Black and white thinking – the ‘all of nothing’ paradigm – is a clear indication that you are a psycho.
So now, let’s just take a quick look at another topic my inbox was full of yesterday: did the Baal Shem Tov really get excommunicated by the Vilna Gaon?
The short answer is: No, he didn’t.
The Baal Shem Tov died in 1760, and the first (very limited and short-term) excommunication of the chassidim in Vilna is meant to have happened in 1772 – 12 years after the death of the BESHT.
Also, it’s totally unclear whether even then, the Vilna Gaon is meant to have excommunicated chassidim, the way we understand that word today, or chassidim – meaning the secret followers of Shabtai Tzvi and Jacob Frank who remained in the Jewish community.
(Yes, I know who was leading chassidut at that time. There is still a lot of unpicking required here.)
I wrote a great deal about these things two years ago, before I got into ‘Frankist real history mode’, and you can read some of that stuff below:
Just for the record, Rebbe Nachman was never excommunicated. And Moshe Rabbenu was never excommunicated. And the Rambam himself wasn’t excommunicated, even though some of his works (The Guide for the Perplexed) were.
Yes, there was a lot opposition to them.
But these tzaddikim were never excommunicated.
It’s important to stick with the facts as much as we’re able, because what really happened in the past is murky enough without adding to the confusion.
As always, I’m very happy to be sent more information and more sources, to continue this birur process.

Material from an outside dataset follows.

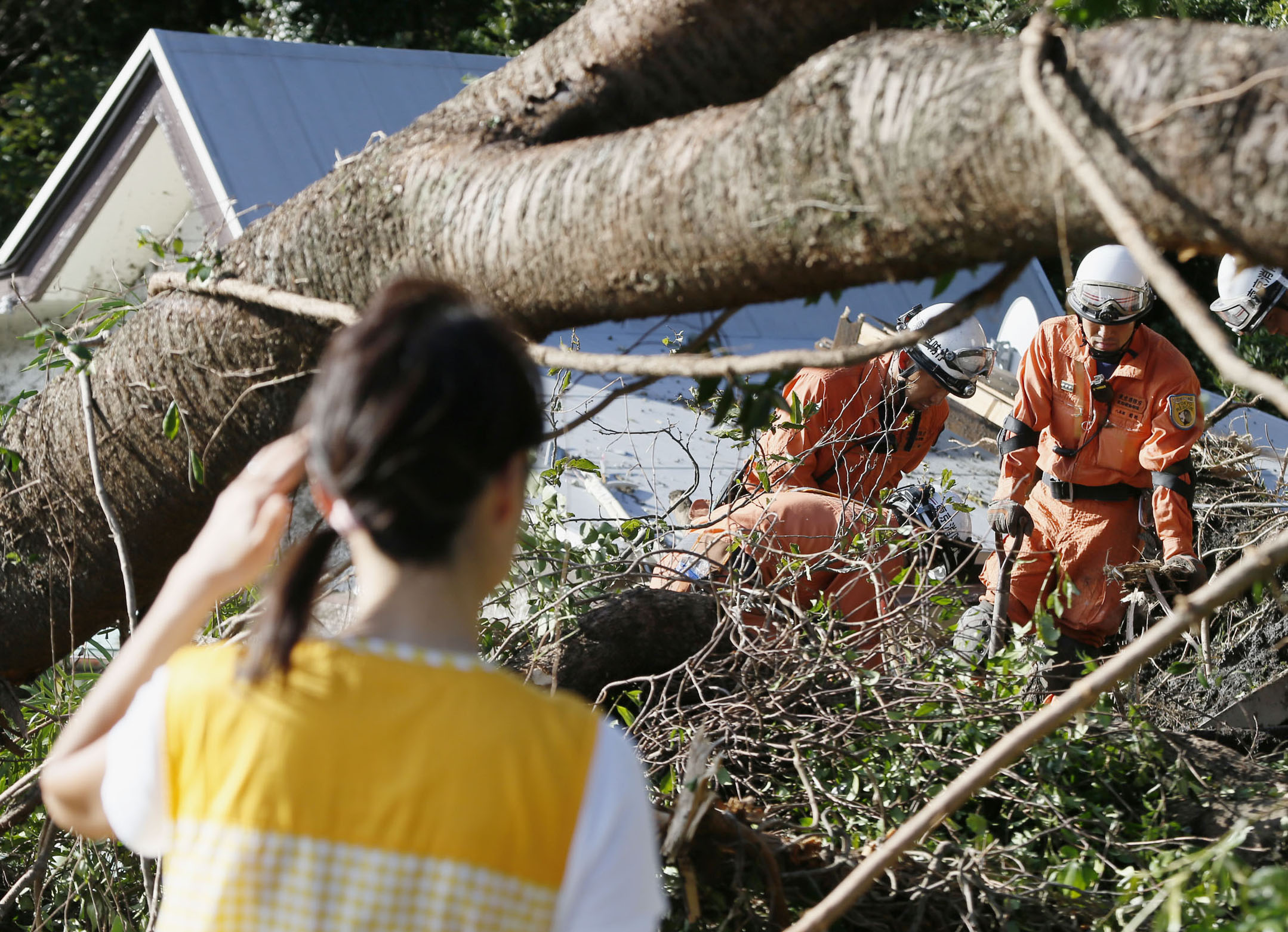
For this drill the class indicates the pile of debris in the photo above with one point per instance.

As new information comes in, it will for sure change the picture, and the conclusions to be made.
That’s good. That’s healthy.
As soon as people want to close down a discussion based on facts and credible information (as opposed to name-calling and groundless opinion), that always gets me worried.
Let’s end with this.
For sure, we have to be super-careful with lashon hara, and with accepting false reports about any Jew, let alone a true tzaddik.
But that doesn’t mean that can’t question what’s really going on, and that we can’t voice our kooshiot about our leaders and rabbis in our hitbodedut.
That is the real – and only – place that you’ll get the truth.
And it’s not only something you can do, it’s something that you are absolutely obligated and obliged to do at this period of time, when so many of our leaders literally have heresy dripping out of their pockets.
There are no shortcuts.
And the best fakers have a veritable team of professional PR people singing their praises 24/7.
Of course, we don’t question True Tzaddikim, God forbid.
But for sure, we question who is really a ‘true tzaddik’? – exhaustively! – before we let our guard down and move them into the ‘untouchable’ box.
Too many people have been hurt by too many fakers, because they didn’t do this. This is the minimal hishtadlut required of all us.
Because it’s no mitzvah to mindlessly follow after false prophets, charlatans and evil people.